Arrneto Bayliss juga menambahkan, bahwa beberapa Universitas hanya mengandalkan media sosial. Menurutnya, Universitas harus menyusun langkah sistematis seperti penambahan kurikulum mengenai kekerasan seksual. 

“Studi kasusnya coba deh lihat bagaimana jika ada satu kurikulum di dalam universitas mengenai kekerasan seksual atau pengetahuan gender. Semisal itu dipraktikan pasti memiliki perbedaan paradigma,” tambahnya. 

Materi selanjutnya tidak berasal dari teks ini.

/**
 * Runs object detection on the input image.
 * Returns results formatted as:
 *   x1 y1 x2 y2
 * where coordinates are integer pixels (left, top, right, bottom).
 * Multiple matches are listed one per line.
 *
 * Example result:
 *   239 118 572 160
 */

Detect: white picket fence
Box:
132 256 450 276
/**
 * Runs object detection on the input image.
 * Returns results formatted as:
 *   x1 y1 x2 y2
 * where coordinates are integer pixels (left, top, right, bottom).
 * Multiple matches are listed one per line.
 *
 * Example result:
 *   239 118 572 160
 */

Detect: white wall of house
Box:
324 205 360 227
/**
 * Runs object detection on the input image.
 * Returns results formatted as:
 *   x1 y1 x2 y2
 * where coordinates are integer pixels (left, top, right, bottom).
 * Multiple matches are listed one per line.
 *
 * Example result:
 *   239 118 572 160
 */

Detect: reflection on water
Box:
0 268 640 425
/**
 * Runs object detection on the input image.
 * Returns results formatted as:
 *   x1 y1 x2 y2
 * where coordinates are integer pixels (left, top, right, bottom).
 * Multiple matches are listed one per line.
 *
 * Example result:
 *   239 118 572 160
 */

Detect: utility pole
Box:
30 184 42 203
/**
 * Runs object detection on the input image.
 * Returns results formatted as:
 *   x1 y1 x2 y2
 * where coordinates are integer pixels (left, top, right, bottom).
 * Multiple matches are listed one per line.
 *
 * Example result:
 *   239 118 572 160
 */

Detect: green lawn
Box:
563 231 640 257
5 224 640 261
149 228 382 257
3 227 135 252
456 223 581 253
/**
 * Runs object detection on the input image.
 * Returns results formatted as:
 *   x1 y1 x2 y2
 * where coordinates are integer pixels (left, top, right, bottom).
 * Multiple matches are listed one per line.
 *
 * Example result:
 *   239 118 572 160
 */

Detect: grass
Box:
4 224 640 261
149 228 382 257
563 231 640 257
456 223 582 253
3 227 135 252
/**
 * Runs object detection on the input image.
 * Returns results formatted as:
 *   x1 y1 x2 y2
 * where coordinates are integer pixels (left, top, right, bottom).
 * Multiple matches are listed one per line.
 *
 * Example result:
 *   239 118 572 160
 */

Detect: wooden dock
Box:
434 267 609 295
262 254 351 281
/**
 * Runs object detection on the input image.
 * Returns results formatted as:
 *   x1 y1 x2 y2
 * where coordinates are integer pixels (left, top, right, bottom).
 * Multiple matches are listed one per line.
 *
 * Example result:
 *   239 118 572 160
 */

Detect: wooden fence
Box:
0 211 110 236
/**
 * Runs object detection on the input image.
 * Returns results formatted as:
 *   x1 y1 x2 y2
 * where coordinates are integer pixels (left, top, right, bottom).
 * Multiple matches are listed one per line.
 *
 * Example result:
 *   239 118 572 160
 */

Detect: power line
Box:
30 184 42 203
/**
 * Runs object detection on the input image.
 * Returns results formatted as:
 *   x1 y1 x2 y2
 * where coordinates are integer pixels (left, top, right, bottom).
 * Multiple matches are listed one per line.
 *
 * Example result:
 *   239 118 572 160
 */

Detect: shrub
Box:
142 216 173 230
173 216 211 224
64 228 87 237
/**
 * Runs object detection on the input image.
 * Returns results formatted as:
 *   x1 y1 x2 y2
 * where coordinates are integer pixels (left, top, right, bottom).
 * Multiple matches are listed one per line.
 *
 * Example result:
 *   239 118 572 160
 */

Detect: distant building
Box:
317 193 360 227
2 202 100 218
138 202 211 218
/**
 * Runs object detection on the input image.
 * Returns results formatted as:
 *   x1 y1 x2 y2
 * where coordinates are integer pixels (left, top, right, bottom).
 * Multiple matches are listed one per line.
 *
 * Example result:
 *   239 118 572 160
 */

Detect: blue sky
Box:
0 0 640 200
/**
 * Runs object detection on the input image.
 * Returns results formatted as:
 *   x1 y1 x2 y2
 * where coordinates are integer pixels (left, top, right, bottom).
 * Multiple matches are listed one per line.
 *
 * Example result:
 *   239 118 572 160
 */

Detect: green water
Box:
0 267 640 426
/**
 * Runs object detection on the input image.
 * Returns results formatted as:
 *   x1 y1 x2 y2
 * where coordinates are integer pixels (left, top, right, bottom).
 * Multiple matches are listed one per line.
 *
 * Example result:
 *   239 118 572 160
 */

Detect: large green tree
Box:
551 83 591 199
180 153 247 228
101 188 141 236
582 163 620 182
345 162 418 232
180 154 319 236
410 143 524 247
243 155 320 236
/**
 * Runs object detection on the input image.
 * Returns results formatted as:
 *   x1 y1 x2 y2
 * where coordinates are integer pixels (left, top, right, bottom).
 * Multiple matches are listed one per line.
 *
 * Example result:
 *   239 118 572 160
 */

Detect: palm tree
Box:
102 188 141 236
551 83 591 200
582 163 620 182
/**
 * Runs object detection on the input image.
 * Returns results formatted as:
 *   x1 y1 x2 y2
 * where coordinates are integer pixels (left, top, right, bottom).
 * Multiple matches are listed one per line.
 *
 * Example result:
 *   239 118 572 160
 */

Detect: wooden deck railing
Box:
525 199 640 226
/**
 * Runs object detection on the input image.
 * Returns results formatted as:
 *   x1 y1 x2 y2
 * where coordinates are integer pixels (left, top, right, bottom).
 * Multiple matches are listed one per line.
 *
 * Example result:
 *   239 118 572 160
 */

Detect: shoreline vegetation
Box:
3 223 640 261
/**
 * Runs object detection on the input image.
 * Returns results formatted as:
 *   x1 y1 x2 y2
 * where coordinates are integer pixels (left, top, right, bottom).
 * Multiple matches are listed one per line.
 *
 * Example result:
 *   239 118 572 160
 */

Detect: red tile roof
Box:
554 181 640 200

Arrnetto Bayliss mengharapkan pihak universitas dapat melakukan pembenahan birokrasi agar memiliki kapasitas yang lebih baik dalam memahami dan menerapkan budaya akademik. Dengan penguatan budaya ini, pelanggaran yang terjadi di lingkungan kampus dapat ditindak secara akademis, sesuai dengan aturan perundang-undangan yang berlaku, seperti Undang-Undang Pendidikan Tinggi (Udikti) atau kode etik kampus.

“benahi birokrasi supaya memiliki kapasitas dalam memahami budaya akademik sehingga di dalam budaya itu ketika ada pelanggaran penindakan sanksi itu dapat dilakukan dengan cara-cara yang akademik” ucapnya.